Wo sich Statistik und Einzelschicksal treffen – ein Buchreview für „Working Class“ und „Wir Erben“

Wer eins gelesen hat, wird auch das andere lesen wollen. Nach ihrem einsichtsreichen Buch über das seltene Privileg und die Probleme größerer Erbschaften, hat Julia Friedrichs jetzt die weniger privilegierte Mehrheit durchs Corona-Jahr begleitet. Mangels eines besseren Begriffs nennt sie diese Gruppe die „Working Class“. Das sind für sie weniger die traditionell gewerkschaftlich organisierten Industriearbeiter, sondern diejenigen, die ohne die Sicherheit von nennenswertem Vermögen von ihrer oft schlecht abgesicherten Arbeit leben. Aus den Statistiken und Einzelschicksalen beider Bücher ergibt sich das Bild einer Gesellschaft, die sich ändern muss, damit jeder Mensch eine faire Startchance hat und Zusammenhalt und Dynamik nicht verloren gehen.

Für ihr neues Buch traf Julia Friedrichs Viola. Sie ist gewissermaßen die Brücke zwischen beiden Büchern – zwischen der Welt der Erben und der Welt der vermögenslosen und prekär beschäftigten Working Class. Sie ist vor kurzem mit einer Altersversorgung von etwa 110 Prozent ihres letzten Gehalts in Rente gegangen.

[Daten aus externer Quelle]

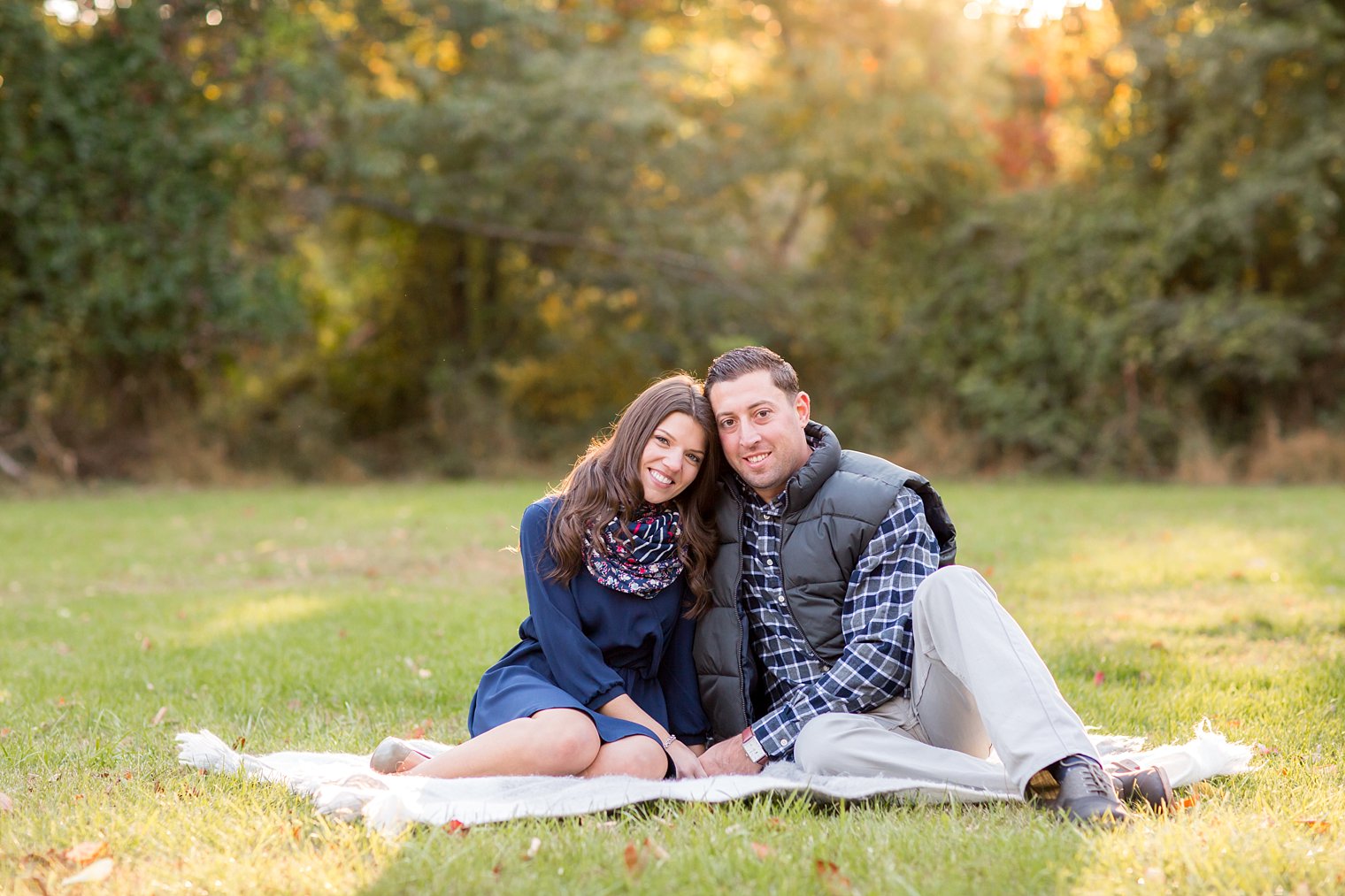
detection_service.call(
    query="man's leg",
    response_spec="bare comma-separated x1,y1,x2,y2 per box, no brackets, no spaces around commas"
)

Sie ist Teil der Babyboomer und in den Wirtschaftswunderjahren groß geworden. Sie kam ohne Sorge zur Festanstellung beim öffentlichen Rundfunk und konnte mit guter Verzinsung ein kleines Vermögen aufbauen. Sie verabschiedet sich aus dem Arbeitsleben von Kolleg*innen, denen sie in den letzten 10 Jahren ihrer Karriere als Abteilungsleiterin keine Festanstellung mehr ermöglichen konnte und die jetzt unter den hohen und nicht ausreichend gedeckten Pensionszusagen der Vergangenheit leiden. Ob sie Kinder hatte, ist nicht beschrieben. Falls ja, gehören diese wahrscheinlich irgendwann einmal zu den glücklichen Erben einer Eigentumswohnung. Falls nein, müssen sich die anderen nicht nur den Kopf über die Rettung des Planeten zerbrechen, sondern in viel kleinerer Kohorte für ihre Rente aufkommen, während sie den wohlverdienten Ruhestand genießt.

Nicht gerecht? Das ahnt auch sie und wäre bereit, ein paar Hundert Euro für ihre freiberuflichen ehemaligen Kolleginnen beizusteuern. Reicht das? Um der „unteren“ Hälfte der Bevölkerung ohne eigenes Vermögen, der prekär beschäftigten Musiklehrerin ohne Lohnfortzahlung im Krankheits(oder Corona-Krisen-)fall oder dem von Outsourcing und Optimierung betroffenen U-Bahn-Reiniger aus Julia Friedrichs‘ neuem Buch zu helfen – wohl nicht. Insgesamt wieder eine gut lesbare und gut informierte Zustandsbeschreibung unserer Gesellschaft mitten in und aus der Corona-Krise.